Isabelle Christensen, the marketing director of JinkoSolar, another Chinese manufacturer, said that her company had already established a factory in Canada and could probably shift production there if necessary.
“We can begin ramping up our manufacturing facility in Canada fairly quickly,” she said, matching what the company produces in China for the American market in a matter of months.
But while Chinese solar panel manufacturers may threaten to set up production elsewhere, they may face another obstacle: their bankers.
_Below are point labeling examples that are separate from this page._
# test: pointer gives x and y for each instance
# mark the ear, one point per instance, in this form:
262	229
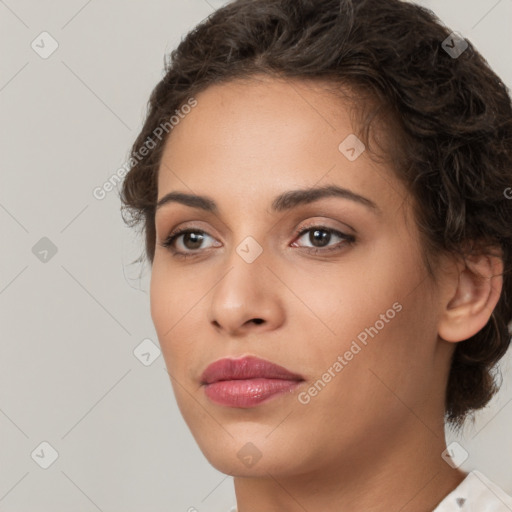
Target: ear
470	301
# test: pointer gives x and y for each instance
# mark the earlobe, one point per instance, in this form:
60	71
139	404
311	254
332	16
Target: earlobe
478	289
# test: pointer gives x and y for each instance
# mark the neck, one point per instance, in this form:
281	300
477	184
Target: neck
406	473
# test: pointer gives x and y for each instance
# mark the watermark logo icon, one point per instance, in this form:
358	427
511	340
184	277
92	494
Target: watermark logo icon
249	249
249	454
351	147
454	45
44	250
44	45
44	455
146	352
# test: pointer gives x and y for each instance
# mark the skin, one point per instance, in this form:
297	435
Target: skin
372	438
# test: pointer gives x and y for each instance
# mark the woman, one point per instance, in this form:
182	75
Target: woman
322	186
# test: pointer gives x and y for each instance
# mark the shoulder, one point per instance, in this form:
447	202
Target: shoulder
476	492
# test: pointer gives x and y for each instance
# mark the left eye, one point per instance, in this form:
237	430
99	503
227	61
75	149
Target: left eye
323	235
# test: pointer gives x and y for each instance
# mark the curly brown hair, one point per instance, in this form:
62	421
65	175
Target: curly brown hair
451	116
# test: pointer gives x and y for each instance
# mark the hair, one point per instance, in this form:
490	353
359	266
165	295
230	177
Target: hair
451	117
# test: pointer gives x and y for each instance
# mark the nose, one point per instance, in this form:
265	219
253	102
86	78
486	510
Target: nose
246	299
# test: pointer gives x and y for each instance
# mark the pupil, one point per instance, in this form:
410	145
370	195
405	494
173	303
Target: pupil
323	238
196	239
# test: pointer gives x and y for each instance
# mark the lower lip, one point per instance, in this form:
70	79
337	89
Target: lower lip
247	392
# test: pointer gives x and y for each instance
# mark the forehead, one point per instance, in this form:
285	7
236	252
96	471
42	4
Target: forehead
265	135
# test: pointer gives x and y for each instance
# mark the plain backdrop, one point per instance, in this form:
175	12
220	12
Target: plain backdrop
73	310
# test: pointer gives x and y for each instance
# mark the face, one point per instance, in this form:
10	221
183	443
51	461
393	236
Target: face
330	287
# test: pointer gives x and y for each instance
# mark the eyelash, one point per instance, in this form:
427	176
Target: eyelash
347	240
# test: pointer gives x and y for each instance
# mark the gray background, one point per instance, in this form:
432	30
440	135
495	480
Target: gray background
70	324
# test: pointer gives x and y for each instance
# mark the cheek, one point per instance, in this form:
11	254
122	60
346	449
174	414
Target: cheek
171	308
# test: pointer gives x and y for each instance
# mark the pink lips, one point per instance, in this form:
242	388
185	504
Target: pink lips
246	382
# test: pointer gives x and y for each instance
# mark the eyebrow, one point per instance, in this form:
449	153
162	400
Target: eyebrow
285	201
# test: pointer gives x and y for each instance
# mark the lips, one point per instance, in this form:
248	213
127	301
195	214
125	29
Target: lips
246	368
247	382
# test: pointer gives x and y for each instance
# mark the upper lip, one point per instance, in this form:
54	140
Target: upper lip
248	367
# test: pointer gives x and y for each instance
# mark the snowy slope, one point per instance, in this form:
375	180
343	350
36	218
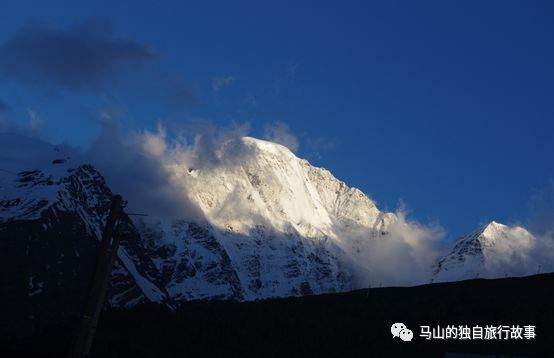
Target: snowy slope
52	210
494	250
273	226
269	224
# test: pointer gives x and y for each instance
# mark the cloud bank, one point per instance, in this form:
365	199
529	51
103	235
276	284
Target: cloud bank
279	132
79	58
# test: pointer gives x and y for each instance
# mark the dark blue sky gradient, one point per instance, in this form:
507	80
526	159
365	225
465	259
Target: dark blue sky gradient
447	105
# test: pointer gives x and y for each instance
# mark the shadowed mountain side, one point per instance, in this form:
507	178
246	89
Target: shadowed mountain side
353	324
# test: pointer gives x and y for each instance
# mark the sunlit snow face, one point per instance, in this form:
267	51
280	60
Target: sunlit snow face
396	328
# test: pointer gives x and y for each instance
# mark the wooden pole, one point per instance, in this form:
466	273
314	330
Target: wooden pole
99	286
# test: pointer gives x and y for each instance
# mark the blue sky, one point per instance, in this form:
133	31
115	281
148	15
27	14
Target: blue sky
447	105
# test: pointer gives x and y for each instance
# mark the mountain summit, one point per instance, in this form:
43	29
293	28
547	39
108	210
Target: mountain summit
256	222
494	250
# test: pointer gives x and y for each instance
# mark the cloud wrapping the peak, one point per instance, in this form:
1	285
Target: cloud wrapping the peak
279	132
78	58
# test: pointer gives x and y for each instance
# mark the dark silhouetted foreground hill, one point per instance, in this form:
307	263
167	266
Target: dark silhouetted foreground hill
354	324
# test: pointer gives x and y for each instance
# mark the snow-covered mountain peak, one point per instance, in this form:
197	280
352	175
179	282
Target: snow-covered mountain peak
494	249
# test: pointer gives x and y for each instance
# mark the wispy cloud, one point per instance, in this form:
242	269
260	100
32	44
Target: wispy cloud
279	132
219	83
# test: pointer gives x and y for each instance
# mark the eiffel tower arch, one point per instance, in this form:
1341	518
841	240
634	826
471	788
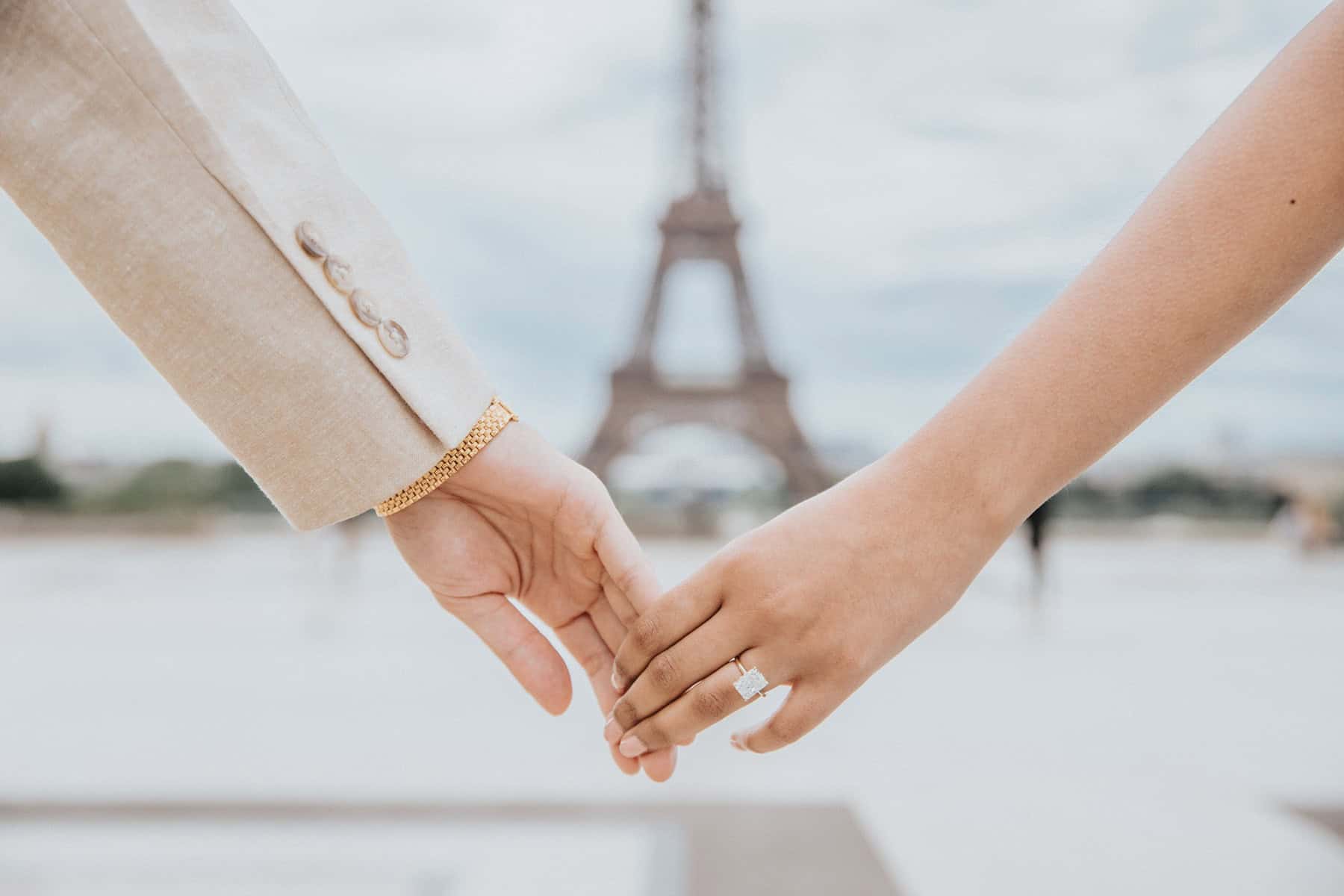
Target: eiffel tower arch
702	226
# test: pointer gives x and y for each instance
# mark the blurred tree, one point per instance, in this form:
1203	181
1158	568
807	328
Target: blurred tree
184	485
28	482
1192	494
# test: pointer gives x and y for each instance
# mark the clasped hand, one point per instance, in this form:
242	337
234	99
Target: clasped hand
818	600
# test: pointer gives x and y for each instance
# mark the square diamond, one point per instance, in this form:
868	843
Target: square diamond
750	684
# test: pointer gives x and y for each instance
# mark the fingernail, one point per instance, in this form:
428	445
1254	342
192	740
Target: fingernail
633	747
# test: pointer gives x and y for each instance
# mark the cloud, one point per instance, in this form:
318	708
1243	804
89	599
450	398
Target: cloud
917	181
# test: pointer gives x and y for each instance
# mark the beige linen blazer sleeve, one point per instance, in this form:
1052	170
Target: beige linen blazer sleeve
161	153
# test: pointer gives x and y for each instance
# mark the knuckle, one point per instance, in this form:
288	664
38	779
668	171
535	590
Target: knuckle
663	672
653	736
709	703
623	668
645	635
784	729
625	714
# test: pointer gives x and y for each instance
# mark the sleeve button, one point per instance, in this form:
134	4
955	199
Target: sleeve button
364	309
339	274
394	339
311	240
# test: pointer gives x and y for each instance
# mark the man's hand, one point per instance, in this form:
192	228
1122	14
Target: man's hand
523	521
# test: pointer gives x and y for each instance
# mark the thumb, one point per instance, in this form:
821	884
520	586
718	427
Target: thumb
517	644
State-owned banks have already lent heavily to the Chinese manufacturers under pressure from the government, producing a capacity glut in China that has prompted factories to slash prices as they fight to maintain market share.
A senior Chinese banker, who insisted on anonymity to avoid political repercussions, said that Chinese banks were not eager to lend heavily for another round of solar panel factory investments on the large scale needed to supply the American market.
In the United States, solar panel trade cases have divided the industry in much the same way that automotive trade disputes in the 1980s split the American auto industry, when Detroit automakers seeking import restrictions were opposed by American car dealers who were making large profits from selling and servicing cars imported from Japan.
Opponents of the tariffs say that the United States benefits from cheap Chinese production. They point out that Chinese companies often turn to American companies to buy the factory equipment and polysilicon they need to make solar panels, and installers hire local American workers to set up and service rooftop systems.
Like the antisubsidy tariffs, the antidumping decision on Thursday is preliminary. But if solar panel importers win a final review of both tariff decisions by the Commerce Department later this year, the preliminary tariffs could be reduced or even entirely refunded, although they also might be increased.
The Commerce Department calculated the 31 percent tariff by estimating Chinese manufacturers’ costs and then determining how far below cost the solar panels were being sold in the United States. But the department’s methods for calculating costs are controversial for countries that it designates as nonmarket economies, where the government plays such a large role in allocating land, credit and other resources that the true costs of any given product may not be apparent.
In Thursday’s decision, the Commerce Department sided with SolarWorld in using solar manufacturing costs in Thailand as a proxy for costs in China. The Chinese industry had wanted to use India as a proxy instead.